(MENAFN - Jordan Times) As winter ends and the weather turns warm, Aqaba is becoming a weekend destination for many Jordanians looking for some sea air and sunshine.
Some visitors, however, complained of high prices putting some of the Red Sea port city's attractions out of reach, while local residents said they found the weekly boom in tourism disruptive.
As early as last Thursday morning, bus stations in Amman were crowded with passengers bound for the southern port city, where many citizens from the Kingdom's cooler northern areas sought a preview of summer during the weekend.
Temperatures in Aqaba, located 324km south of the capital, ranged between 24C and 12C over the past weekend, while in Amman it was much cooler with a high of 15C and a low of 6C on Friday.
Nidal Zarzar, a resident of the capital, said he was heading south with his friends to enjoy the warm weather and shake off the winter doldrums after months cooped up at home.
"This time of the year is really good for enjoying a weekend in Aqaba because the weather is nice and you can do whatever you like either in the morning or at night," Zarzar told The Jordan Times while waiting at a bus station in west Amman.
Upon arriving in Aqaba, many domestic tourists head straight for the beach.
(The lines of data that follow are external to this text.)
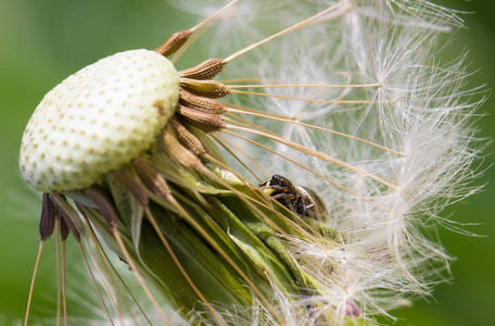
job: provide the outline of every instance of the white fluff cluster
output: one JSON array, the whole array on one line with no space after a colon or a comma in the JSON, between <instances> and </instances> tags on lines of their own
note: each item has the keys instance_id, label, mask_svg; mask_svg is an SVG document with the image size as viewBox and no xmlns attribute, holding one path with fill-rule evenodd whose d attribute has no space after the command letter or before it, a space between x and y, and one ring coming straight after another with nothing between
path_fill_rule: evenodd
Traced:
<instances>
[{"instance_id":1,"label":"white fluff cluster","mask_svg":"<svg viewBox=\"0 0 495 326\"><path fill-rule=\"evenodd\" d=\"M388 314L404 304L404 298L428 296L431 286L442 280L450 258L435 239L434 226L446 222L439 214L475 190L468 185L475 176L472 163L479 153L472 117L481 101L471 100L478 89L462 88L467 76L462 59L445 64L435 58L441 34L461 20L454 11L423 0L269 2L279 10L271 17L276 24L338 8L236 59L223 78L228 74L262 78L261 84L371 86L267 87L266 93L317 101L240 96L237 103L363 138L390 151L301 125L254 120L285 139L351 165L350 170L255 137L339 187L272 152L245 142L239 148L261 166L269 166L261 170L266 176L281 174L316 190L327 204L328 225L340 235L338 246L292 239L300 254L331 266L332 275L328 278L307 266L306 272L325 288L321 297L300 303L343 312L335 321L353 314ZM282 310L283 302L279 302Z\"/></svg>"}]
</instances>

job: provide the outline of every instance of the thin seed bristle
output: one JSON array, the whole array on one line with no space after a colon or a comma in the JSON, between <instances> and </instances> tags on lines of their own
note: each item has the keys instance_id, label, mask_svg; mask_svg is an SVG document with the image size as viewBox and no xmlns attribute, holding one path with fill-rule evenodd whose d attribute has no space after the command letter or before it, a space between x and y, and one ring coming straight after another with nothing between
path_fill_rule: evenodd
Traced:
<instances>
[{"instance_id":1,"label":"thin seed bristle","mask_svg":"<svg viewBox=\"0 0 495 326\"><path fill-rule=\"evenodd\" d=\"M55 227L55 206L48 193L42 196L41 216L39 218L39 235L46 241L53 234Z\"/></svg>"},{"instance_id":2,"label":"thin seed bristle","mask_svg":"<svg viewBox=\"0 0 495 326\"><path fill-rule=\"evenodd\" d=\"M192 95L186 90L180 91L179 103L201 112L223 114L227 111L225 105L217 100Z\"/></svg>"}]
</instances>

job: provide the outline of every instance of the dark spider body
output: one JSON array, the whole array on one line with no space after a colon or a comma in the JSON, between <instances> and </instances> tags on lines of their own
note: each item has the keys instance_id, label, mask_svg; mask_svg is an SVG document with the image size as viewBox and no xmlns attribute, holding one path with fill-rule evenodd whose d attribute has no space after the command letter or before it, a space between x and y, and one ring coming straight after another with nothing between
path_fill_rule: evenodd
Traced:
<instances>
[{"instance_id":1,"label":"dark spider body","mask_svg":"<svg viewBox=\"0 0 495 326\"><path fill-rule=\"evenodd\" d=\"M306 216L320 221L325 218L321 199L313 190L295 186L281 175L272 175L271 178L261 183L259 188L302 218Z\"/></svg>"}]
</instances>

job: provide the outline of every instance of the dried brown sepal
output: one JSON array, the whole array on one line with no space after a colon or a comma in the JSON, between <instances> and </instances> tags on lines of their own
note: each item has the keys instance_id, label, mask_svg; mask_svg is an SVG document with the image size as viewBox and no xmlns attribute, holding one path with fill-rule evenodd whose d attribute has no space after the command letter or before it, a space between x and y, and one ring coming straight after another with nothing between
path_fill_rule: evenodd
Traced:
<instances>
[{"instance_id":1,"label":"dried brown sepal","mask_svg":"<svg viewBox=\"0 0 495 326\"><path fill-rule=\"evenodd\" d=\"M227 124L214 114L200 112L183 105L179 105L177 112L188 123L205 133L219 131L227 127Z\"/></svg>"},{"instance_id":2,"label":"dried brown sepal","mask_svg":"<svg viewBox=\"0 0 495 326\"><path fill-rule=\"evenodd\" d=\"M41 237L41 241L46 241L53 234L53 229L55 228L55 206L48 193L43 193L41 216L39 218L39 235Z\"/></svg>"},{"instance_id":3,"label":"dried brown sepal","mask_svg":"<svg viewBox=\"0 0 495 326\"><path fill-rule=\"evenodd\" d=\"M163 142L168 149L174 159L176 159L181 165L191 168L200 168L203 166L201 160L198 159L192 152L185 148L177 138L168 130L164 129L162 133Z\"/></svg>"},{"instance_id":4,"label":"dried brown sepal","mask_svg":"<svg viewBox=\"0 0 495 326\"><path fill-rule=\"evenodd\" d=\"M221 59L208 59L196 66L179 72L179 77L191 79L212 79L225 70Z\"/></svg>"},{"instance_id":5,"label":"dried brown sepal","mask_svg":"<svg viewBox=\"0 0 495 326\"><path fill-rule=\"evenodd\" d=\"M141 186L141 184L139 184L138 180L118 170L114 171L112 176L139 201L142 208L148 208L150 200L148 198L147 190Z\"/></svg>"},{"instance_id":6,"label":"dried brown sepal","mask_svg":"<svg viewBox=\"0 0 495 326\"><path fill-rule=\"evenodd\" d=\"M142 159L132 160L132 166L138 174L141 183L153 195L160 198L168 198L170 196L170 188L163 175L161 175L153 166Z\"/></svg>"},{"instance_id":7,"label":"dried brown sepal","mask_svg":"<svg viewBox=\"0 0 495 326\"><path fill-rule=\"evenodd\" d=\"M180 86L189 92L211 99L223 98L231 92L230 88L216 80L180 78Z\"/></svg>"},{"instance_id":8,"label":"dried brown sepal","mask_svg":"<svg viewBox=\"0 0 495 326\"><path fill-rule=\"evenodd\" d=\"M187 108L217 115L220 115L227 111L225 105L219 101L199 97L186 90L180 91L179 103Z\"/></svg>"},{"instance_id":9,"label":"dried brown sepal","mask_svg":"<svg viewBox=\"0 0 495 326\"><path fill-rule=\"evenodd\" d=\"M160 46L155 52L164 57L168 57L173 54L175 51L180 49L183 43L189 39L189 36L192 34L191 29L177 32L173 36L170 36L162 46Z\"/></svg>"},{"instance_id":10,"label":"dried brown sepal","mask_svg":"<svg viewBox=\"0 0 495 326\"><path fill-rule=\"evenodd\" d=\"M204 148L200 139L188 130L176 117L172 120L172 126L177 134L179 140L194 154L204 155L207 150Z\"/></svg>"},{"instance_id":11,"label":"dried brown sepal","mask_svg":"<svg viewBox=\"0 0 495 326\"><path fill-rule=\"evenodd\" d=\"M107 199L106 195L98 188L98 186L92 186L85 189L86 196L88 196L100 210L101 215L105 220L110 229L114 230L117 227L117 213L115 212L114 206L111 201Z\"/></svg>"}]
</instances>

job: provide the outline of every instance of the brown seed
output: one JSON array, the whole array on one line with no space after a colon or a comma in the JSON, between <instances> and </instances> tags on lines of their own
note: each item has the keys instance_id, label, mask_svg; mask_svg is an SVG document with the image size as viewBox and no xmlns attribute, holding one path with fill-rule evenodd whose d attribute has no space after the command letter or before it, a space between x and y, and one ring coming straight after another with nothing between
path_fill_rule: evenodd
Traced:
<instances>
[{"instance_id":1,"label":"brown seed","mask_svg":"<svg viewBox=\"0 0 495 326\"><path fill-rule=\"evenodd\" d=\"M180 49L183 43L188 40L189 36L192 34L191 29L177 32L170 36L160 48L155 51L164 57L173 54L175 51Z\"/></svg>"},{"instance_id":2,"label":"brown seed","mask_svg":"<svg viewBox=\"0 0 495 326\"><path fill-rule=\"evenodd\" d=\"M231 92L230 88L216 80L180 78L180 86L196 96L212 99L223 98Z\"/></svg>"}]
</instances>

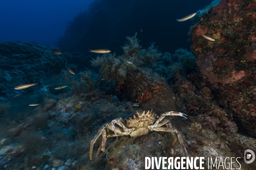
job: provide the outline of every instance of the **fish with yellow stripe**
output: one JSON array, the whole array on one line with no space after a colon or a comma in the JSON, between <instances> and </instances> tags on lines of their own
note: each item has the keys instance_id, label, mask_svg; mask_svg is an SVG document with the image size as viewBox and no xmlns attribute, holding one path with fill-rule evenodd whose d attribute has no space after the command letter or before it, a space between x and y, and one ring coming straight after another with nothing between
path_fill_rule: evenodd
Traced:
<instances>
[{"instance_id":1,"label":"fish with yellow stripe","mask_svg":"<svg viewBox=\"0 0 256 170\"><path fill-rule=\"evenodd\" d=\"M21 90L23 89L24 88L28 88L31 86L33 86L33 85L38 85L38 83L32 83L32 84L25 84L24 85L18 85L14 88L15 90Z\"/></svg>"},{"instance_id":2,"label":"fish with yellow stripe","mask_svg":"<svg viewBox=\"0 0 256 170\"><path fill-rule=\"evenodd\" d=\"M108 50L108 49L98 49L97 50L90 50L89 49L89 53L108 53L111 52L111 51Z\"/></svg>"}]
</instances>

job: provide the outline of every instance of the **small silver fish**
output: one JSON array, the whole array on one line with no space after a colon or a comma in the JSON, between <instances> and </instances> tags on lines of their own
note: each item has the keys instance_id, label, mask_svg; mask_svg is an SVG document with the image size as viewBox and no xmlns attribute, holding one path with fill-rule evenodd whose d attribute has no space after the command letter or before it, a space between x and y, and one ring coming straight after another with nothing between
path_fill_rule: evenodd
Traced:
<instances>
[{"instance_id":1,"label":"small silver fish","mask_svg":"<svg viewBox=\"0 0 256 170\"><path fill-rule=\"evenodd\" d=\"M177 21L179 21L179 22L185 21L186 20L189 20L190 18L192 18L192 17L195 16L196 14L196 12L195 13L190 14L189 15L186 16L181 19L180 19L179 20L178 20L177 19L176 20L177 20Z\"/></svg>"},{"instance_id":2,"label":"small silver fish","mask_svg":"<svg viewBox=\"0 0 256 170\"><path fill-rule=\"evenodd\" d=\"M19 96L19 94L17 94L17 95L15 95L15 96L13 96L12 97L11 97L11 99L14 98L15 98L15 97L17 97L17 96Z\"/></svg>"},{"instance_id":3,"label":"small silver fish","mask_svg":"<svg viewBox=\"0 0 256 170\"><path fill-rule=\"evenodd\" d=\"M29 106L36 106L39 105L39 104L31 104L29 105Z\"/></svg>"},{"instance_id":4,"label":"small silver fish","mask_svg":"<svg viewBox=\"0 0 256 170\"><path fill-rule=\"evenodd\" d=\"M56 89L56 90L59 90L59 89L61 89L62 88L64 88L67 87L67 85L62 85L61 86L57 87L54 88L54 89Z\"/></svg>"},{"instance_id":5,"label":"small silver fish","mask_svg":"<svg viewBox=\"0 0 256 170\"><path fill-rule=\"evenodd\" d=\"M208 40L209 40L210 41L215 41L215 40L214 40L212 37L207 36L207 35L202 34L202 36L204 37L206 39L207 39Z\"/></svg>"}]
</instances>

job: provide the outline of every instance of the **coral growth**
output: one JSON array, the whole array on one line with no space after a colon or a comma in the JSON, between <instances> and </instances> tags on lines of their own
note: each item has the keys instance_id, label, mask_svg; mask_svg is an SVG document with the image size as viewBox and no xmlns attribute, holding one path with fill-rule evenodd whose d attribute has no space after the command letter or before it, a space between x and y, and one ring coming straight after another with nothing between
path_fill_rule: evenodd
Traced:
<instances>
[{"instance_id":1,"label":"coral growth","mask_svg":"<svg viewBox=\"0 0 256 170\"><path fill-rule=\"evenodd\" d=\"M115 53L104 54L92 61L93 65L101 66L102 76L107 80L115 81L116 86L123 83L128 75L139 70L139 67L154 63L160 56L154 44L148 50L142 49L136 35L126 37L128 42L122 47L123 55L116 57Z\"/></svg>"},{"instance_id":2,"label":"coral growth","mask_svg":"<svg viewBox=\"0 0 256 170\"><path fill-rule=\"evenodd\" d=\"M232 110L244 132L254 136L256 118L247 113L256 107L256 4L253 0L221 0L191 31L191 49L203 76L200 79L215 94L220 106ZM198 84L199 80L193 79Z\"/></svg>"},{"instance_id":3,"label":"coral growth","mask_svg":"<svg viewBox=\"0 0 256 170\"><path fill-rule=\"evenodd\" d=\"M186 49L179 48L174 54L165 53L161 60L157 62L154 71L169 81L174 76L186 76L195 72L197 65L195 57Z\"/></svg>"}]
</instances>

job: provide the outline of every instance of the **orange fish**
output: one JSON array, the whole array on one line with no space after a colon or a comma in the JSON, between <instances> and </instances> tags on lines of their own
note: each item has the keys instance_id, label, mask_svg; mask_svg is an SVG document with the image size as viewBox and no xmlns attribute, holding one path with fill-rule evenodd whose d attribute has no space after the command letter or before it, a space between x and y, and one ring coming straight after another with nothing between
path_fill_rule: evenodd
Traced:
<instances>
[{"instance_id":1,"label":"orange fish","mask_svg":"<svg viewBox=\"0 0 256 170\"><path fill-rule=\"evenodd\" d=\"M15 90L20 90L23 89L23 88L26 88L33 85L38 85L38 83L33 83L33 84L26 84L25 85L20 85L14 88Z\"/></svg>"},{"instance_id":2,"label":"orange fish","mask_svg":"<svg viewBox=\"0 0 256 170\"><path fill-rule=\"evenodd\" d=\"M62 53L61 53L61 51L57 49L54 49L52 50L52 52L55 54L57 55L61 55L61 54L62 54Z\"/></svg>"},{"instance_id":3,"label":"orange fish","mask_svg":"<svg viewBox=\"0 0 256 170\"><path fill-rule=\"evenodd\" d=\"M75 74L75 72L72 70L68 68L68 71L70 72L71 74Z\"/></svg>"}]
</instances>

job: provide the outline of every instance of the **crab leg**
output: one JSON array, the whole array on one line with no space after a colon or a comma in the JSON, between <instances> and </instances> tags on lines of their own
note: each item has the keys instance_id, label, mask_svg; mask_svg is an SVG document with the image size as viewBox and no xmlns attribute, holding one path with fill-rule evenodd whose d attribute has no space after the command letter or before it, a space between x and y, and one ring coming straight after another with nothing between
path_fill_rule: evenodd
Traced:
<instances>
[{"instance_id":1,"label":"crab leg","mask_svg":"<svg viewBox=\"0 0 256 170\"><path fill-rule=\"evenodd\" d=\"M125 132L131 132L133 129L128 129L125 126L125 125L121 121L121 118L115 119L111 122L111 125L112 128L112 130L114 131L115 135L116 136L116 127L115 127L115 124L117 124L120 127L121 127Z\"/></svg>"},{"instance_id":2,"label":"crab leg","mask_svg":"<svg viewBox=\"0 0 256 170\"><path fill-rule=\"evenodd\" d=\"M162 114L161 114L161 116L160 116L159 118L158 118L157 120L156 121L154 124L149 126L151 128L158 127L158 125L159 123L159 122L160 122L162 120L163 120L165 117L166 116L180 116L184 117L186 119L187 119L184 115L187 116L186 114L183 113L182 113L177 112L174 111L165 112Z\"/></svg>"},{"instance_id":3,"label":"crab leg","mask_svg":"<svg viewBox=\"0 0 256 170\"><path fill-rule=\"evenodd\" d=\"M109 124L105 126L105 128L108 129L110 130L113 130L112 127L110 126ZM108 138L119 136L123 135L129 135L129 134L130 134L129 132L127 133L122 132L120 129L119 129L118 128L116 127L115 129L117 133L116 135L114 134L111 134L108 135L108 136L107 136L106 134L106 130L104 130L105 133L104 133L104 132L102 133L102 143L100 147L99 148L99 149L97 151L97 154L99 153L99 152L100 152L101 150L102 152L104 151L104 150L105 150L105 145L106 144L106 142L107 142L107 139L108 139Z\"/></svg>"},{"instance_id":4,"label":"crab leg","mask_svg":"<svg viewBox=\"0 0 256 170\"><path fill-rule=\"evenodd\" d=\"M93 139L91 141L90 148L90 160L92 160L92 156L93 155L93 145L94 145L94 144L95 143L95 142L96 142L98 138L99 138L99 136L101 136L101 135L104 133L103 132L105 132L105 133L106 133L105 126L106 126L108 124L105 124L102 126L101 128L99 129L99 131L98 132L97 134L95 135L95 136L94 136L94 137L93 137ZM104 140L103 139L103 138L102 138L102 140Z\"/></svg>"},{"instance_id":5,"label":"crab leg","mask_svg":"<svg viewBox=\"0 0 256 170\"><path fill-rule=\"evenodd\" d=\"M166 124L166 126L167 126L167 128L172 128L172 125L171 125L171 122L170 122L170 121L169 120L164 120L163 121L163 122L160 122L158 124L158 125L157 125L157 128L159 128L161 126ZM172 142L172 145L173 146L174 145L174 144L175 144L175 143L176 142L177 142L177 138L176 137L176 135L175 135L175 133L173 132L172 132L172 136L173 137L174 139L174 141L173 142Z\"/></svg>"},{"instance_id":6,"label":"crab leg","mask_svg":"<svg viewBox=\"0 0 256 170\"><path fill-rule=\"evenodd\" d=\"M90 160L92 160L92 155L93 155L93 145L94 145L94 144L95 143L95 142L96 142L96 141L97 140L98 138L99 138L99 137L100 136L101 136L102 134L102 144L97 151L97 153L99 153L101 150L102 151L104 151L104 150L105 150L105 145L106 144L107 139L108 139L108 137L115 136L113 134L108 135L108 136L107 136L107 134L106 133L106 129L105 129L106 128L109 129L111 130L113 130L113 126L112 125L112 123L111 125L110 124L106 123L106 124L105 124L104 125L103 125L101 128L99 129L99 131L98 132L97 134L96 134L96 135L95 135L94 137L93 137L93 139L91 140L90 148ZM115 127L114 126L114 129L115 130L116 133L118 133L117 134L116 134L116 133L115 134L115 135L116 136L123 136L123 135L129 135L129 134L130 134L129 132L122 132L122 131L121 131L121 130L120 129L119 129L118 128Z\"/></svg>"},{"instance_id":7,"label":"crab leg","mask_svg":"<svg viewBox=\"0 0 256 170\"><path fill-rule=\"evenodd\" d=\"M181 147L182 147L183 150L184 150L184 152L185 153L185 156L186 157L188 157L188 153L187 152L186 149L186 148L185 145L183 144L183 139L182 139L182 137L181 137L180 134L180 133L177 130L175 129L171 129L170 128L160 127L154 128L153 128L153 130L154 131L171 132L176 133L177 134L177 136L178 136L178 140L180 142L180 146L181 146Z\"/></svg>"},{"instance_id":8,"label":"crab leg","mask_svg":"<svg viewBox=\"0 0 256 170\"><path fill-rule=\"evenodd\" d=\"M164 120L163 122L158 123L158 125L157 125L157 128L160 127L161 126L162 126L166 124L166 126L167 126L167 127L172 128L172 125L171 125L171 123L170 122L170 121L169 120L167 119Z\"/></svg>"}]
</instances>

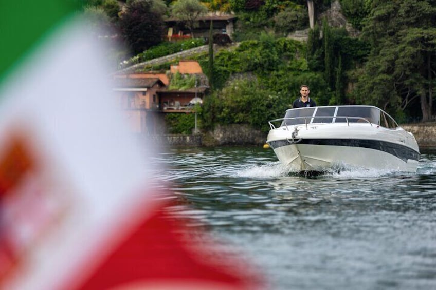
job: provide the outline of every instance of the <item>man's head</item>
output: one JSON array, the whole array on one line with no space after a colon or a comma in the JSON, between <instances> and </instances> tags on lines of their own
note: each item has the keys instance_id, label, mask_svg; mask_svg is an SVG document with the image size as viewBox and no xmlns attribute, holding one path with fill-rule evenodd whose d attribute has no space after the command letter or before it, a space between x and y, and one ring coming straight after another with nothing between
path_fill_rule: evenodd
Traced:
<instances>
[{"instance_id":1,"label":"man's head","mask_svg":"<svg viewBox=\"0 0 436 290\"><path fill-rule=\"evenodd\" d=\"M307 85L302 85L300 87L300 93L301 94L301 96L307 98L310 92L311 91L309 90L309 86Z\"/></svg>"}]
</instances>

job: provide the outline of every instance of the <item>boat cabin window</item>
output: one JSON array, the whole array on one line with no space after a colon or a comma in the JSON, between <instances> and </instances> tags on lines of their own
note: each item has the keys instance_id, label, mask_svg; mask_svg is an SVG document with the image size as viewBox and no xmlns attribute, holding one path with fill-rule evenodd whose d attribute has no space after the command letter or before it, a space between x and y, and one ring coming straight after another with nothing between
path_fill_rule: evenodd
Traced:
<instances>
[{"instance_id":1,"label":"boat cabin window","mask_svg":"<svg viewBox=\"0 0 436 290\"><path fill-rule=\"evenodd\" d=\"M312 123L333 123L336 107L318 107Z\"/></svg>"},{"instance_id":2,"label":"boat cabin window","mask_svg":"<svg viewBox=\"0 0 436 290\"><path fill-rule=\"evenodd\" d=\"M336 118L337 123L366 122L367 120L373 124L378 124L380 119L379 110L376 108L364 106L339 107ZM346 118L347 117L347 118Z\"/></svg>"},{"instance_id":3,"label":"boat cabin window","mask_svg":"<svg viewBox=\"0 0 436 290\"><path fill-rule=\"evenodd\" d=\"M286 111L284 119L281 126L297 125L298 124L309 124L315 107L308 108L299 108ZM310 117L310 118L304 118Z\"/></svg>"},{"instance_id":4,"label":"boat cabin window","mask_svg":"<svg viewBox=\"0 0 436 290\"><path fill-rule=\"evenodd\" d=\"M380 111L380 126L389 129L395 129L398 127L398 124L391 116Z\"/></svg>"}]
</instances>

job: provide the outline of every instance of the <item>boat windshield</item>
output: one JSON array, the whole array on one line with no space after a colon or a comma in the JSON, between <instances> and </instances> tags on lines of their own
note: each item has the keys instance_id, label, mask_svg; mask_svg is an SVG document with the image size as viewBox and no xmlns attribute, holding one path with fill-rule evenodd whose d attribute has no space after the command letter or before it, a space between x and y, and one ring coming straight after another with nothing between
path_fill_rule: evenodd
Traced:
<instances>
[{"instance_id":1,"label":"boat windshield","mask_svg":"<svg viewBox=\"0 0 436 290\"><path fill-rule=\"evenodd\" d=\"M371 123L389 128L398 124L389 115L372 106L328 106L287 110L281 126L323 123Z\"/></svg>"}]
</instances>

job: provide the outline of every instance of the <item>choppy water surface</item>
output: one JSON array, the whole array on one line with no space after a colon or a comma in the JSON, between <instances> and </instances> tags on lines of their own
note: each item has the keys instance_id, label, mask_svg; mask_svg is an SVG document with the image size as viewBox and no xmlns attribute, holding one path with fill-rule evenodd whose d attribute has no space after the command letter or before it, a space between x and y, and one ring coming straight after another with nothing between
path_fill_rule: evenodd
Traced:
<instances>
[{"instance_id":1,"label":"choppy water surface","mask_svg":"<svg viewBox=\"0 0 436 290\"><path fill-rule=\"evenodd\" d=\"M425 152L424 152L425 153ZM160 172L274 289L436 289L436 154L416 173L289 174L271 149L173 149ZM196 226L195 224L192 226Z\"/></svg>"}]
</instances>

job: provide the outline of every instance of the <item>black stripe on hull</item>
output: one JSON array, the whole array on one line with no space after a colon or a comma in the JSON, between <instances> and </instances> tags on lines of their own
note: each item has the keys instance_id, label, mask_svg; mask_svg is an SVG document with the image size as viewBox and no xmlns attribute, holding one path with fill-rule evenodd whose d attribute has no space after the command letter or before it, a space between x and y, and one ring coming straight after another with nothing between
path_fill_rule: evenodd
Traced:
<instances>
[{"instance_id":1,"label":"black stripe on hull","mask_svg":"<svg viewBox=\"0 0 436 290\"><path fill-rule=\"evenodd\" d=\"M420 153L412 148L404 145L380 140L368 140L365 139L302 139L300 142L292 143L287 140L278 140L268 142L272 149L288 146L293 144L319 145L324 146L340 146L357 147L378 150L389 153L399 158L405 162L408 159L418 161Z\"/></svg>"}]
</instances>

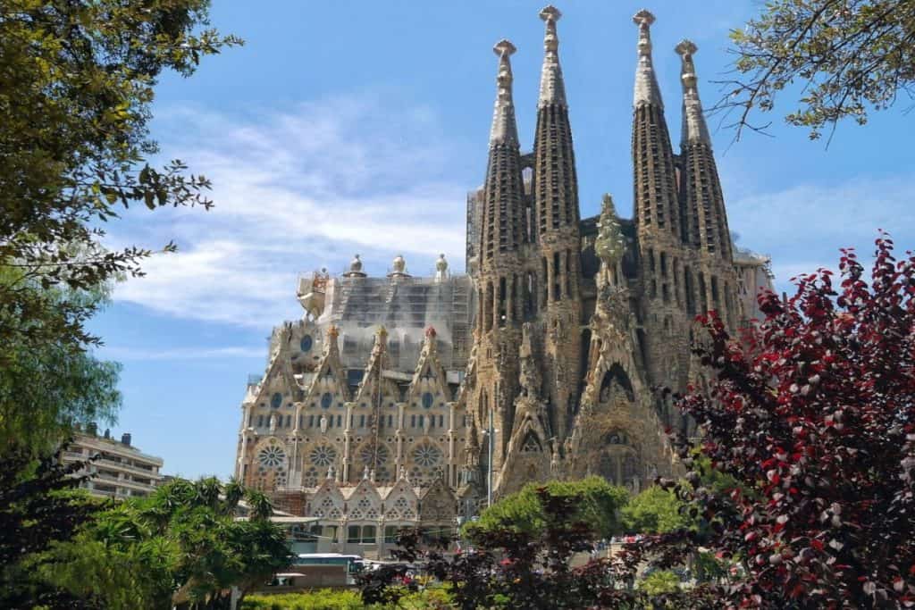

Hussein Shamri, an Iraqi student living in Amman, said he and his friends took advantage of their day off from school Thursday to spend the weekend in Aqaba.
"We first went to the beach to go on a glass-bottom boat and enjoy the spectacular view of the sea," he said.
"While we were on our way to Aqaba, my children were singing. When we arrived, they immediately went to the beach to swim," Ahmad Zaarir, a father of three, said, noting that he also planned to visit the city's museums with his family during their weekend trip.
In addition to the beach, many visitors to Aqaba go shopping for items like nuts, cigarettes and clothing, which are cheaper there due to the city's special tax status.
Warm weekends always drive up sales, local shopkeepers said.
"Nuts and cigarettes are much cheaper compared to Amman. Every weekend, our sales increase by 70 per cent," Shaaban Masri, a nut vendor, told The Jordan Times on Friday.
On the other hand, souvenir seller Yousef Suliman said he gets few Jordanian customers because the items he sells are expensive and marketed to foreign tourists.
The city's nightlife also picks up on the weekends thanks to the many visitors from other parts of the country who frequent the city's cafs or enjoy camel, horse or carriage rides, business owners said.
Muhannad Abu Aisheh, a manager at a caf, estimated that his business increases by about 50 per cent on weekends.
"In the morning people go to the beach and the market. At night, they gather at a caf to enjoy an evening with friends and relatives," he said.
Ashraf Shawi, one of the owners of a caf on the beach, added that tourists are more willing to spend money than local clients.
"Although I receive many local customers, I prefer tourists because they do not complain about the prices," he noted.
This, however, is not always the case. Mohammad Tawaha, a resident of Irbid, complained that prices in Aqaba are frequently unaffordable.
"Meals are really expensive at restaurants and most people cannot afford them," he told The Jordan Times at an eatery near the beach.
His friend Mousa Zoubi voiced amazement when he learned that he had to pay to use public utilities.
Moamen Riady, a university student who lives in the port city that has a population of 133,000, said most Aqaba residents do not go shopping on the weekends because, he alleged, merchants raise prices to take advantage of the influx of visitors.
"I go shopping on Sunday, Monday and Tuesday because prices are affordable. I avoid Thursday, Friday and Saturday, because shopkeepers increase prices significantly," he said.
Salam Abu Zaid, another Aqaba resident, added that she and her friends avoid going out on weekends because the city becomes too crowded.
"We cannot enjoy our time on the weekends because people from across the Kingdom come here," she said.